We also need to expand the pool and pipeline of female entrepreneurs and investors. Leveraging networks—such as WeConnect (a global network connecting women-owned businesses to qualified buyers) and SheEOs (which finances female entrepreneurs) enables women to pool together their capital, their networks and their ideas. There is a strong demand and need for good data and training. The evidence base on the financial and social impact of investments in closing the gender gap is very limited. There are some exceptions—e.g. Project Sage, which is a global scan of private equity, venture capital and private debt funds with a gender lens. But we need more regional and country-specific analyses coupled with training and tools for fund managers to explore new deal structures and highlight opportunities.
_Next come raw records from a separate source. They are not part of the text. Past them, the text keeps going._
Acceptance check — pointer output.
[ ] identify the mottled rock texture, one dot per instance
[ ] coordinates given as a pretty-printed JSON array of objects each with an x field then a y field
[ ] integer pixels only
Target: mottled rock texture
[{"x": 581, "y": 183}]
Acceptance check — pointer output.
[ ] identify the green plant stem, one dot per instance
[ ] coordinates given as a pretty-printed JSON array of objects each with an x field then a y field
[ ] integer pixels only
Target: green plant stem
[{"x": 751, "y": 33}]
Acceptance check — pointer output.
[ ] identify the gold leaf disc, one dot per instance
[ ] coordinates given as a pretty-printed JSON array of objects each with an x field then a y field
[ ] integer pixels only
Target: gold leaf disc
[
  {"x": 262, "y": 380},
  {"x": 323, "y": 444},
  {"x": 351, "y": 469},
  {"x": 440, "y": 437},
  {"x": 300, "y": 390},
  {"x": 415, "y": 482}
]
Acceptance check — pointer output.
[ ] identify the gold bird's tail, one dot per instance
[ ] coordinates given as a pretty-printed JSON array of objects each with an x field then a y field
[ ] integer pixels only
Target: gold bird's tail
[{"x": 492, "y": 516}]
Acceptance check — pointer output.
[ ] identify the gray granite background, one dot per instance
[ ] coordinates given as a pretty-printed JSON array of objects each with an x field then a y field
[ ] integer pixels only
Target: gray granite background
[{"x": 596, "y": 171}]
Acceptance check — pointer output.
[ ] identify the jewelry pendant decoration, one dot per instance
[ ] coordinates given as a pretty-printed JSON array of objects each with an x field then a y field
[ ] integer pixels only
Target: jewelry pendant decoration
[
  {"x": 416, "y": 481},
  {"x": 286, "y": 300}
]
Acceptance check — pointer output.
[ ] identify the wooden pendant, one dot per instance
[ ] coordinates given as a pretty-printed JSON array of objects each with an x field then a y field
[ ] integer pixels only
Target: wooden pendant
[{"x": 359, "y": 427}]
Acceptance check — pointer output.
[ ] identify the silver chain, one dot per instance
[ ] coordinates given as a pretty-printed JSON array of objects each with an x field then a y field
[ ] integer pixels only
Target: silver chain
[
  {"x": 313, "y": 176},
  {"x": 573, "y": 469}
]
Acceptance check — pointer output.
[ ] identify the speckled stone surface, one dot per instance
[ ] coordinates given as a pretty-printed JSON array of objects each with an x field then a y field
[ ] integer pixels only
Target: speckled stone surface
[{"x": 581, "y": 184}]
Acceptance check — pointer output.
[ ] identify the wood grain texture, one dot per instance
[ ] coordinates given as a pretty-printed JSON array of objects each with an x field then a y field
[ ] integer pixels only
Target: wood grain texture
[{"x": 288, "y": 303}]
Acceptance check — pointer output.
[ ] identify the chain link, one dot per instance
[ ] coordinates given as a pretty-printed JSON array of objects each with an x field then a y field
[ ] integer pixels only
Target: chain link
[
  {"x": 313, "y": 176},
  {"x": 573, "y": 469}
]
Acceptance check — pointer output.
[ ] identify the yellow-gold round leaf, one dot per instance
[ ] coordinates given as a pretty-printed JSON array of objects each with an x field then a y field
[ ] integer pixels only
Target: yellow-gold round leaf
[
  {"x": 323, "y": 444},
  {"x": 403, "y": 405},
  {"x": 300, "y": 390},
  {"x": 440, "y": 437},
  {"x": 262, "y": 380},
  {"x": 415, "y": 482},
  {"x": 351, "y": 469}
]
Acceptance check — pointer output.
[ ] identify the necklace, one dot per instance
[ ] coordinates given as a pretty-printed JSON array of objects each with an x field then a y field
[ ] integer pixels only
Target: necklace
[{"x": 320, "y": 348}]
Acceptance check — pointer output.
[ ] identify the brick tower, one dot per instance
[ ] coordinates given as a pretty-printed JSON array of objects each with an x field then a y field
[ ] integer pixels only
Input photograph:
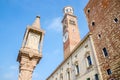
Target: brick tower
[
  {"x": 31, "y": 50},
  {"x": 104, "y": 23},
  {"x": 71, "y": 36}
]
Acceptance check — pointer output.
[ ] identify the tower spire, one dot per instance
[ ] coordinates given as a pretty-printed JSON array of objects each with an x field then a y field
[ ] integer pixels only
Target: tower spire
[{"x": 36, "y": 23}]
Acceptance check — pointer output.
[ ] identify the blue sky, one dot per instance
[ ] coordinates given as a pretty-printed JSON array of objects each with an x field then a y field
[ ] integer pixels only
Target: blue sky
[{"x": 15, "y": 15}]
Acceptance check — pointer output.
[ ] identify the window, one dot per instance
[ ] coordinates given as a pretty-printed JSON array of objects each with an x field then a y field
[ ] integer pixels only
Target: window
[
  {"x": 72, "y": 22},
  {"x": 93, "y": 23},
  {"x": 88, "y": 78},
  {"x": 88, "y": 10},
  {"x": 105, "y": 52},
  {"x": 68, "y": 75},
  {"x": 99, "y": 36},
  {"x": 109, "y": 72},
  {"x": 76, "y": 69},
  {"x": 96, "y": 77},
  {"x": 61, "y": 76},
  {"x": 89, "y": 60},
  {"x": 116, "y": 20}
]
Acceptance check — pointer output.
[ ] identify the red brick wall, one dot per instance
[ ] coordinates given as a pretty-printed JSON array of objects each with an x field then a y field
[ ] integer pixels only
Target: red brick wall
[{"x": 103, "y": 13}]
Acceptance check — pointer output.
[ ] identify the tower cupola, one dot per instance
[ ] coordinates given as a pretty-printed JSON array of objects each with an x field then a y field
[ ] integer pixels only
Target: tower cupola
[{"x": 68, "y": 10}]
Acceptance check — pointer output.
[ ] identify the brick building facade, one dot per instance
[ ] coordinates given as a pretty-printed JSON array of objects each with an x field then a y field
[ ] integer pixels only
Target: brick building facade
[{"x": 104, "y": 23}]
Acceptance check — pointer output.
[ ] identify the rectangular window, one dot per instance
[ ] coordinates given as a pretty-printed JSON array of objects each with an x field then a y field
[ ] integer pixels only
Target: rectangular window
[
  {"x": 72, "y": 22},
  {"x": 68, "y": 75},
  {"x": 96, "y": 77},
  {"x": 88, "y": 78},
  {"x": 77, "y": 69},
  {"x": 109, "y": 71},
  {"x": 105, "y": 52},
  {"x": 89, "y": 60}
]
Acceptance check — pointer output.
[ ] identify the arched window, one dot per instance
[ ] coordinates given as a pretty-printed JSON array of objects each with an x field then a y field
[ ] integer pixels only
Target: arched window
[
  {"x": 68, "y": 75},
  {"x": 61, "y": 76},
  {"x": 77, "y": 69}
]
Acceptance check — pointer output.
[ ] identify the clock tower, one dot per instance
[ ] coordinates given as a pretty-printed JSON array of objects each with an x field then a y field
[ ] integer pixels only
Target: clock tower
[
  {"x": 31, "y": 50},
  {"x": 71, "y": 36}
]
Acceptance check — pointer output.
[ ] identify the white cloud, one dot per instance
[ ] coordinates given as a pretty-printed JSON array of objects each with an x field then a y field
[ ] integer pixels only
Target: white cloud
[
  {"x": 10, "y": 76},
  {"x": 10, "y": 73},
  {"x": 55, "y": 24},
  {"x": 14, "y": 67}
]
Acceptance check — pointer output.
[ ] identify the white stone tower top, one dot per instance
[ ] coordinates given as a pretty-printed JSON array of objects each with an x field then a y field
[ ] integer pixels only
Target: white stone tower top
[
  {"x": 68, "y": 10},
  {"x": 36, "y": 23}
]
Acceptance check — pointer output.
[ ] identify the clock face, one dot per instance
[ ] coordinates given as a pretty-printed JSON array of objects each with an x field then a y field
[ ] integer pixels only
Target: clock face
[
  {"x": 33, "y": 40},
  {"x": 65, "y": 37}
]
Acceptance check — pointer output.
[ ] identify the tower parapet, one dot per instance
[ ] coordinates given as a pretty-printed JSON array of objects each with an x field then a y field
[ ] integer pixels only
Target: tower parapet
[{"x": 31, "y": 50}]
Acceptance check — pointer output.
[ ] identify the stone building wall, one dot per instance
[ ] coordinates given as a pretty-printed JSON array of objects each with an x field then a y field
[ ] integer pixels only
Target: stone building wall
[{"x": 104, "y": 23}]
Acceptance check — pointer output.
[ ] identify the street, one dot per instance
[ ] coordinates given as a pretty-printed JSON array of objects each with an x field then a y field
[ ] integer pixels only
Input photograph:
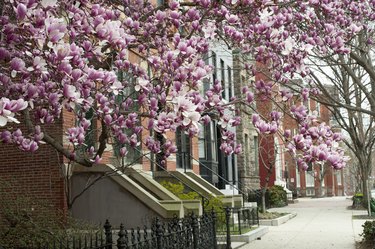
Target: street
[{"x": 320, "y": 223}]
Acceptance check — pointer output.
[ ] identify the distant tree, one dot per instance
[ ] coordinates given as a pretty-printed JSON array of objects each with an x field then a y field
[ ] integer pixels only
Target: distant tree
[{"x": 123, "y": 67}]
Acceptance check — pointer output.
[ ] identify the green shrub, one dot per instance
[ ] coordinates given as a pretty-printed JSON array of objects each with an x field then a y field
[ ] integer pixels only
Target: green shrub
[
  {"x": 358, "y": 201},
  {"x": 213, "y": 203},
  {"x": 278, "y": 196},
  {"x": 368, "y": 231}
]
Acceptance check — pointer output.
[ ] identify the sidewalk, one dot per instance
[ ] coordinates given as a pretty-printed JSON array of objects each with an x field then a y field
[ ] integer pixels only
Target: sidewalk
[{"x": 320, "y": 223}]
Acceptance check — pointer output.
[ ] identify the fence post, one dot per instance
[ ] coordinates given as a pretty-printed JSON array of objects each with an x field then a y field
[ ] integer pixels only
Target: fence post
[
  {"x": 213, "y": 217},
  {"x": 108, "y": 235},
  {"x": 122, "y": 240},
  {"x": 159, "y": 234},
  {"x": 195, "y": 225},
  {"x": 239, "y": 221},
  {"x": 227, "y": 221}
]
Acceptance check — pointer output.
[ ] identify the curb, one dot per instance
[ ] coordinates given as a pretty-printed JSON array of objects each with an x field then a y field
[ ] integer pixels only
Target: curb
[{"x": 277, "y": 221}]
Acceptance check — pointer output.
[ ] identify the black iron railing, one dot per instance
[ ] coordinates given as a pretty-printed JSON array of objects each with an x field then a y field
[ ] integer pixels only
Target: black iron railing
[
  {"x": 237, "y": 221},
  {"x": 191, "y": 232}
]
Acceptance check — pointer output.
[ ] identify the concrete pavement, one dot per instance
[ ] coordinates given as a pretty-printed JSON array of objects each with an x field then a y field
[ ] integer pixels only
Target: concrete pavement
[{"x": 323, "y": 223}]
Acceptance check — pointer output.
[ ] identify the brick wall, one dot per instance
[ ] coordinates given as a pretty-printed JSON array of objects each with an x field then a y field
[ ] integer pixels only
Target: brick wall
[{"x": 37, "y": 175}]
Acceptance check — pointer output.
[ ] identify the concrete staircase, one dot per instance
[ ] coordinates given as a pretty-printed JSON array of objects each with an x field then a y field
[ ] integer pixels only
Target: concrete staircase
[{"x": 197, "y": 184}]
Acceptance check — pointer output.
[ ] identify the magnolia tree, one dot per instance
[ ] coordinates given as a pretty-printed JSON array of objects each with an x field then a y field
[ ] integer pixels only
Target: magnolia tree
[{"x": 73, "y": 56}]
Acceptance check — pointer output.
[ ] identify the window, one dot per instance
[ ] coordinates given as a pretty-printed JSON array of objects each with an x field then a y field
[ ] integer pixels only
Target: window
[
  {"x": 202, "y": 146},
  {"x": 338, "y": 178},
  {"x": 183, "y": 155},
  {"x": 317, "y": 108},
  {"x": 298, "y": 178},
  {"x": 230, "y": 93},
  {"x": 309, "y": 179},
  {"x": 247, "y": 152},
  {"x": 222, "y": 70},
  {"x": 214, "y": 71},
  {"x": 133, "y": 155},
  {"x": 256, "y": 155}
]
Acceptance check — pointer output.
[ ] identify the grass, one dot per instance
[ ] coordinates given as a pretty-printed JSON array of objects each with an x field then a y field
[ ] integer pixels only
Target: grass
[
  {"x": 234, "y": 230},
  {"x": 270, "y": 215}
]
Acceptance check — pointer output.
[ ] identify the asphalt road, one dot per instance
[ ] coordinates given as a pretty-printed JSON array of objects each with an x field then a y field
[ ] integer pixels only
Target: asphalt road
[{"x": 323, "y": 223}]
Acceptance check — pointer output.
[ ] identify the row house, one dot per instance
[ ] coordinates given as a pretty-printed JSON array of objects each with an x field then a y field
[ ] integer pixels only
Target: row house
[{"x": 318, "y": 180}]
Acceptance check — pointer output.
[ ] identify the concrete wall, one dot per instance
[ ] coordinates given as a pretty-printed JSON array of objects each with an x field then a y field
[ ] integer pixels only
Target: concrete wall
[
  {"x": 107, "y": 200},
  {"x": 247, "y": 161}
]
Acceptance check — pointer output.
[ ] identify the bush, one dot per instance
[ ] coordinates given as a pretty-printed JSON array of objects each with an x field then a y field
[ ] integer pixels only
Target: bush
[
  {"x": 278, "y": 196},
  {"x": 358, "y": 201},
  {"x": 368, "y": 231},
  {"x": 213, "y": 203}
]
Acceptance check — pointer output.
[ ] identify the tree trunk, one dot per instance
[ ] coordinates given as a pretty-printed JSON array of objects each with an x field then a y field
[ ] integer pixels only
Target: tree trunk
[{"x": 264, "y": 189}]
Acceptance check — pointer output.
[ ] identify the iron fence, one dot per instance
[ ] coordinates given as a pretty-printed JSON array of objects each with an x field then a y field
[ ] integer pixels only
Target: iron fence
[
  {"x": 191, "y": 232},
  {"x": 237, "y": 221}
]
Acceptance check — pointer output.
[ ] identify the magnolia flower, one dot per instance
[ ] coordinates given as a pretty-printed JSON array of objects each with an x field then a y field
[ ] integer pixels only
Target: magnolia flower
[{"x": 8, "y": 108}]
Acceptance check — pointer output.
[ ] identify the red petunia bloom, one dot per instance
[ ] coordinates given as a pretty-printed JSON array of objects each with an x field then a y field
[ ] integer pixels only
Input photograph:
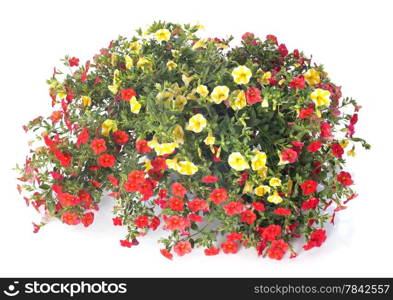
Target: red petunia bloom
[
  {"x": 314, "y": 146},
  {"x": 127, "y": 94},
  {"x": 317, "y": 238},
  {"x": 345, "y": 178},
  {"x": 229, "y": 247},
  {"x": 277, "y": 249},
  {"x": 253, "y": 95},
  {"x": 270, "y": 232},
  {"x": 248, "y": 217},
  {"x": 282, "y": 211},
  {"x": 142, "y": 221},
  {"x": 309, "y": 187},
  {"x": 120, "y": 137},
  {"x": 337, "y": 150},
  {"x": 87, "y": 219},
  {"x": 142, "y": 146},
  {"x": 70, "y": 218},
  {"x": 209, "y": 179},
  {"x": 233, "y": 208},
  {"x": 178, "y": 189},
  {"x": 98, "y": 146},
  {"x": 219, "y": 195},
  {"x": 211, "y": 251},
  {"x": 289, "y": 155},
  {"x": 311, "y": 203},
  {"x": 106, "y": 160}
]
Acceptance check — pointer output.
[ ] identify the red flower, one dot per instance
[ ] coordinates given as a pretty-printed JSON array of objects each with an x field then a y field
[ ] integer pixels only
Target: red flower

We also need more examples and more success stories to be shared and amplified. In India, where 400 million people remain cut off from the electricity grid, a market was built for off-grid solar products by focusing on women as distributors under the Lighting Asia/India programme. For distribution, Lighting Asia/India partnered with Frontier Markets, a clean-energy-products company, to develop a network of self-employed women recruited from self-help groups. These women-run alliances provide access to funds and technical assistance to help women in local villages start their own businesses. Between 2016 and 2020, the network is expected to expand to 20,000 women distributors from just 250 in 2016, highlighting the collective power of a community of women who function as both customers and distributors.

Whether it is a large private equity investment in a chain of maternal health clinics, or an early-stage investment in a new range of gender-neutral toys that subvert gender stereotypes, the venture capital private equity (VCPE) industry is increasingly seeing the value in applying a gender lens to investments.

At a recent VCPE conclave, a leading private equity global partner shared, “every company in the world is thinking about gender, so why should the VCPE firms not think about it.” The interest in gender lens investing is growing—and so is the opportunity for us to work towards valuing, rather than counting, women.

Shalaka Joshi is the gender lead—South Asia , International Finance Corporation.